今朝テレビであったのを、ぼやっと見ていて、最初をかなり見のがしたんで、もう一回ちゃんとDVDで見てからでないといけないんだけど、正月に見るにはふさわしい、よくできた映画でした。黒澤明の遺稿らしいし、たしかに黒澤映画っぽいのですが、これだけ自然に黒澤映画っぽいのなら、もうそれは真似とかじゃなく本物だと思います。

私は自分がいわゆる腐女子かそうじゃないのか、しばしば迷うんですけどね、それを言うなら黒澤映画も山本周五郎の小説も年末からまだ感想書きそこねてる「アラビアのロレンス」も、皆どこかしっかり腐女子思考の文学だと思うんだよね、少なくとも私程度には。
何を言いたいかというと、もちろん「雨あがる」は夫婦愛の映画でもあるんだろうけど、基本的にはっていうか、それ以上の核は、ボーイ・ミーツ・ガールならぬ、それこそロレンスとアリもどきに、ひょっとしてそれ以上に、男が運命の男に出会ったという話だと思うんですよね、どう考えても。

おっと、以下はネタばれです。
あのラストのさわやかさのその後がどうなるかは、観客の想像にまかされてて、まかされすぎじゃないかと私は思うほどで、監督はじめスタッフは、ほんとにどっちでもいいと思っていたのかなーとじれったいぐらい、主人公の彼が、あの殿さまに仕官してほしい、絶対にあの藩に雇われてほしい、でなきゃ悲恋だよ(笑)これは、とほんとにミーハーなまでに思ってしまった。

「椿三十郎」の原作は、やっぱり山本周五郎の「日々平安」だけど、原作では主人公は、ほいほい呼び戻されて帰るのな。映画のラストはその反対で、あれはあれで、その方がカッコいいし、まとまってるんだけど。でも、だからこそ、今回は同じじゃ芸がないし、逆でもいいじゃんか、殿さまは呼び戻しに成功してほしいんだよなー、もう、私としては。

だって、あの映画で、あの二人の関係で、殿さまも主人公の彼を必要としてるだろうけど、それ以上に決定的に、彼が必要としてるんだよ、殿さまのような、ああいう人を。あえて主君とは言わないよ。主君だろうとなかろうと、友人でも知人でも、ああいう人が、あの彼には絶対にいるんだよなー。

あ、私、最初を見のがしてるから奥さんの存在が彼にとってどういうんだか、まだちょっとわかってないんだけど。

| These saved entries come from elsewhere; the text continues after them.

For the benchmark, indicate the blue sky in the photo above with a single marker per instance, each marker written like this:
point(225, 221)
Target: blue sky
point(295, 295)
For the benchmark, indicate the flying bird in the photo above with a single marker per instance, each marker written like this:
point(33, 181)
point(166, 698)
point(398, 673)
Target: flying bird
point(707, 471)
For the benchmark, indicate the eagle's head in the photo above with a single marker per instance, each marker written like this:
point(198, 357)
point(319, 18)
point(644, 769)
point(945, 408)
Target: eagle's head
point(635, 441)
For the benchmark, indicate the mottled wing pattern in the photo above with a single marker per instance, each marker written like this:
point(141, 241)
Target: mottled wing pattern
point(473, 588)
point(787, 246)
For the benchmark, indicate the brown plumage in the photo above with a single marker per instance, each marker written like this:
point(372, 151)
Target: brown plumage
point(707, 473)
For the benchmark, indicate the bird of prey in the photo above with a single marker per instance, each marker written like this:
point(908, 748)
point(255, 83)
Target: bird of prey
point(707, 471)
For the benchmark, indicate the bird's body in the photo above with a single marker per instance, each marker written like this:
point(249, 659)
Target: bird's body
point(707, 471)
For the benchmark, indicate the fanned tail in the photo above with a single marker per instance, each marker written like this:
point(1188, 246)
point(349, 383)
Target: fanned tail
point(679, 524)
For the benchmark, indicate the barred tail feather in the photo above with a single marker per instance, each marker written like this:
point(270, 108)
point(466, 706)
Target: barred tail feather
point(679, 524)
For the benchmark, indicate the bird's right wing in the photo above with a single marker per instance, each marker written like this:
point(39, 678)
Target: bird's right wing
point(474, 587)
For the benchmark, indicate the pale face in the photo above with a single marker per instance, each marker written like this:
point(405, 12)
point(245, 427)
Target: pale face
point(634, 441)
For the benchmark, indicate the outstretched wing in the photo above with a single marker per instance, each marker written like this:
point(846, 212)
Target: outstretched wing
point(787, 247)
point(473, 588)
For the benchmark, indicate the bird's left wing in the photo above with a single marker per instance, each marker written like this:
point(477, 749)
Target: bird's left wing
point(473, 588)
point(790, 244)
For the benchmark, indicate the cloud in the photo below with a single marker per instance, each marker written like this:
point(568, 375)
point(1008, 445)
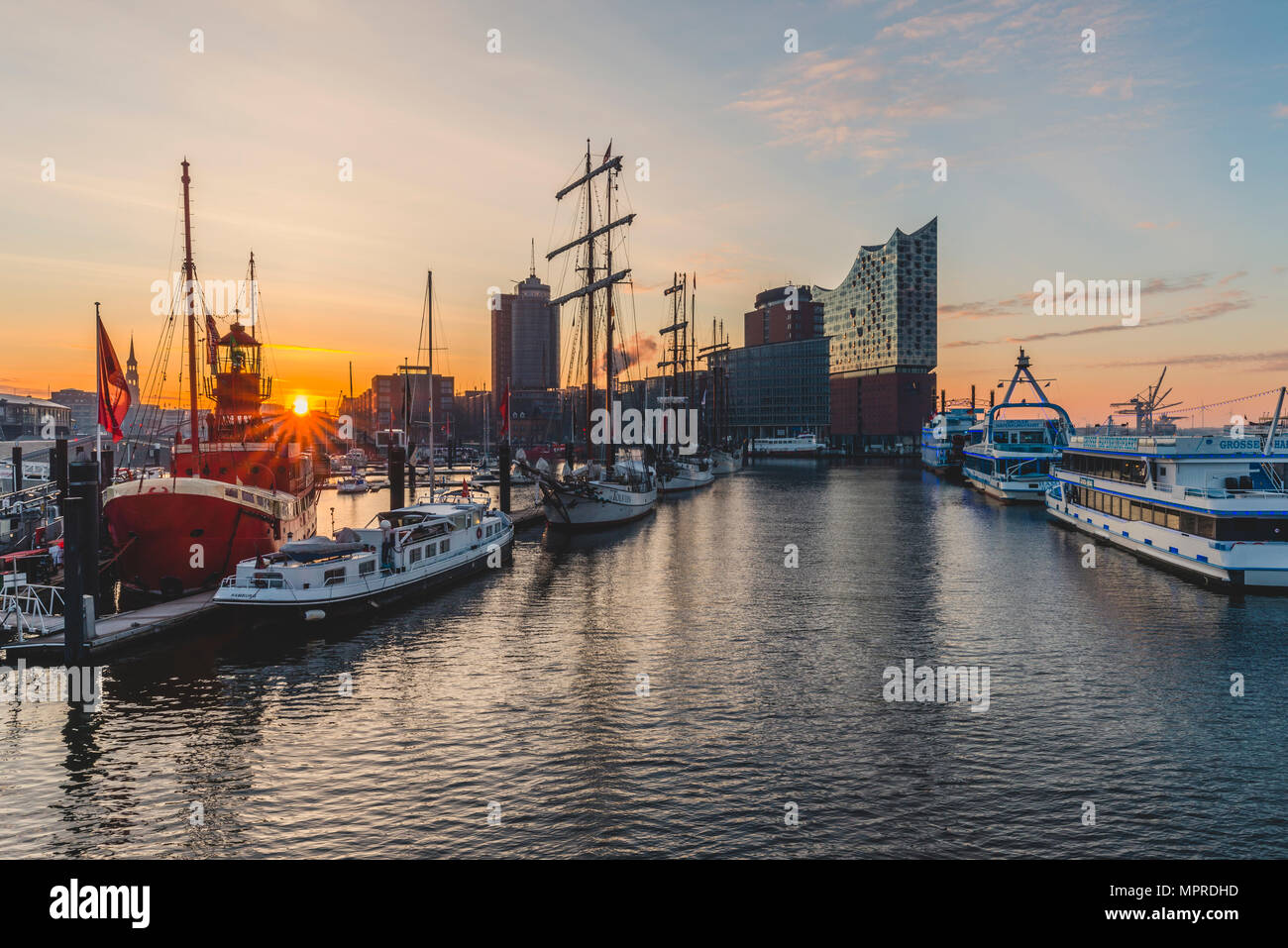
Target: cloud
point(632, 351)
point(1229, 301)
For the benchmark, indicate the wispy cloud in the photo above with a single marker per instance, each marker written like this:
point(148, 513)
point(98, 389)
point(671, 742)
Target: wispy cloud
point(1229, 301)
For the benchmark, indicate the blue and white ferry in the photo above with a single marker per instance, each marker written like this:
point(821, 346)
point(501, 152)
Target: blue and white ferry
point(1012, 459)
point(1212, 506)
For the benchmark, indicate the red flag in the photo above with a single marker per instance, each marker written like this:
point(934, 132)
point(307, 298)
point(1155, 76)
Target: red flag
point(114, 394)
point(211, 342)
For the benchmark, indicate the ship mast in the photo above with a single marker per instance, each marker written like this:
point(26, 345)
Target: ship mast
point(590, 286)
point(608, 333)
point(429, 343)
point(590, 300)
point(189, 292)
point(254, 320)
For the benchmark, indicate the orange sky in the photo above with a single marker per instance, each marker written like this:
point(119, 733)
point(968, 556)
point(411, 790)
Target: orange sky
point(765, 167)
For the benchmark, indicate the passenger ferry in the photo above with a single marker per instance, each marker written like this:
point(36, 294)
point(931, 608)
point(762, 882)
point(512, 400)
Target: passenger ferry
point(794, 446)
point(399, 554)
point(1012, 459)
point(944, 438)
point(1207, 505)
point(679, 474)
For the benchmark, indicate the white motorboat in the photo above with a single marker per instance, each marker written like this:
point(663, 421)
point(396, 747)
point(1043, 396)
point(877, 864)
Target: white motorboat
point(399, 554)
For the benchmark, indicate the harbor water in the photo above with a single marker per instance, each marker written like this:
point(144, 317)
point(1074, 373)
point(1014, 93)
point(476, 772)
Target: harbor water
point(511, 716)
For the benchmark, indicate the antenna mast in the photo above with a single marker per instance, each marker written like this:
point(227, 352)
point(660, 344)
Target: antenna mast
point(191, 294)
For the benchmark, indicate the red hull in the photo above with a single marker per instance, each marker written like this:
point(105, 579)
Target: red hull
point(174, 544)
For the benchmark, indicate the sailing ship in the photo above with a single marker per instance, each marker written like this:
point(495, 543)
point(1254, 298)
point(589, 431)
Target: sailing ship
point(604, 491)
point(1012, 459)
point(943, 438)
point(243, 491)
point(675, 472)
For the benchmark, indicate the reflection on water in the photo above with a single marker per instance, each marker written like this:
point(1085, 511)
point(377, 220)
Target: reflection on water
point(1109, 685)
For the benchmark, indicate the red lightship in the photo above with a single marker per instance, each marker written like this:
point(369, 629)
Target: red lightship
point(244, 491)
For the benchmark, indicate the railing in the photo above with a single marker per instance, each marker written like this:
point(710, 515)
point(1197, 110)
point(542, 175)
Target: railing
point(27, 604)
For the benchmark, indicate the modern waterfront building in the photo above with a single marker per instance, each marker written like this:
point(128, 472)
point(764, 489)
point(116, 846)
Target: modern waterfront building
point(82, 410)
point(501, 309)
point(25, 416)
point(777, 389)
point(784, 314)
point(389, 397)
point(533, 338)
point(881, 322)
point(524, 340)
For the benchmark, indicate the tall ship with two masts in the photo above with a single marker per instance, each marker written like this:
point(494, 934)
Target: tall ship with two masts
point(1012, 458)
point(241, 489)
point(604, 491)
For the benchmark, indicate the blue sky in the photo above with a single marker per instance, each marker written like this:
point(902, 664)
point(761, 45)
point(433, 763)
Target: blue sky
point(765, 165)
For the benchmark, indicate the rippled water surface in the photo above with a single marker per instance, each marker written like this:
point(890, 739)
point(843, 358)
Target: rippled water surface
point(1108, 685)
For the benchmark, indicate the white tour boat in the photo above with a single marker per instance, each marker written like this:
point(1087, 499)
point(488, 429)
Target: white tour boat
point(399, 554)
point(793, 446)
point(1012, 459)
point(1212, 506)
point(679, 474)
point(944, 438)
point(353, 484)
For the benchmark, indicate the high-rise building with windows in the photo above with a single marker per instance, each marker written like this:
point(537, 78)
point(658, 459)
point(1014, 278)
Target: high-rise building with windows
point(533, 338)
point(883, 324)
point(524, 340)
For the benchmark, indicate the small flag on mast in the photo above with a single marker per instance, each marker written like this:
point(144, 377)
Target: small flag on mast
point(114, 393)
point(211, 342)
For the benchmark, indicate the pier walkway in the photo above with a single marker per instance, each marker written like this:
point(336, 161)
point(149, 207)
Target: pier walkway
point(114, 631)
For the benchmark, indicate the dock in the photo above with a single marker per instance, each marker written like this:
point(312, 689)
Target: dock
point(112, 633)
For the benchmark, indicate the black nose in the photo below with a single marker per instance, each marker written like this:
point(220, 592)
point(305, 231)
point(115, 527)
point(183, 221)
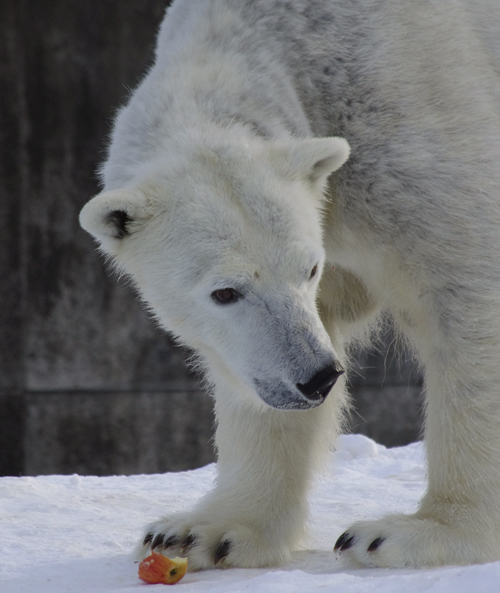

でも多分奥さんは、彼を愛してるけど、だからこそ、わかってないと思うんだよね、彼の欠点を、人間としての弱点を。

私は、もちろんそういう演技をしてるし演出をしてるんだろうけど、もう見ていてずっと彼のことが、いい人と思えなくて、まあどっか外見の感じがかの戦場カメラマンの渡部陽一さんに似てることもあって、あ、渡部さんは別に全然嫌いじゃないんだけどさ、ずっと、こいつ、もう頭にくるなー、相手がムカついてイライラすんのわかってねーのかと思いつづけてた。
その彼の態度自体がイラつくのか、イラつかせることを彼が気づいてないのがイラつくのか、まーそのへんもびみょーだったんですが。

それを、その対極にあるような、あのせっかちでかんしゃく持ちの殿さまが、奥方との短い場面で、奥方の手助けもあって、みごとに、しっかり言い当てて、つかむわけですよ。「おー、さすが」というか、「そこや、言うたれ言うたれ」という気分に、こっちは見ててなるわけですよ(私だけか)。

主人公の彼も(ごめんね、名前をまだ覚えてないの)、気づかれたことは知らないけど、そういうことをわかってくれる人っていうことを何となく殿さまに感じていて、だから「ここならやっていけるかもしれないと思ったんだけど」とぽつっと、つぶやく。あれは、理解してくれるし自分の欠点を指摘してくれるかもしれない人を見つけたという彼の本能でしかない、そういう発言です。

ラストのあとで、彼はきっと仕官して、そうしたら、あの殿さまは彼をめちゃくちゃ批判すると思うの。何かにつけて、もう毎日。「そういう所がムカつく」「だからおまえ、人にきらわれる」「ほんとは相手を大事にしてない」「もっと怒れ」とか何とか。ベタだけど。でも、ベタで十分なんだってば、あの彼の場合、この場合。一回は言うとかんといかんことです、それは。
そうでなくても、あの殿さまの生き方は、見ていて彼にきっと何かを気づかせるし、学ばせる。もう、一生かかっても巡り合えない最強最上のカップルなんです、あの二人は。師匠も妻も指摘できず見破れなかったことを彼に告げることのできる、生きた教材なんですよ、あの殿は。
わ、いつのまにか、ひとりでに、ファンフィクションの領域に踏み込んでるじゃないか、正月早々、私ってば。

ちょっとやっぱり、早いとこDVDを借りて来ようっと。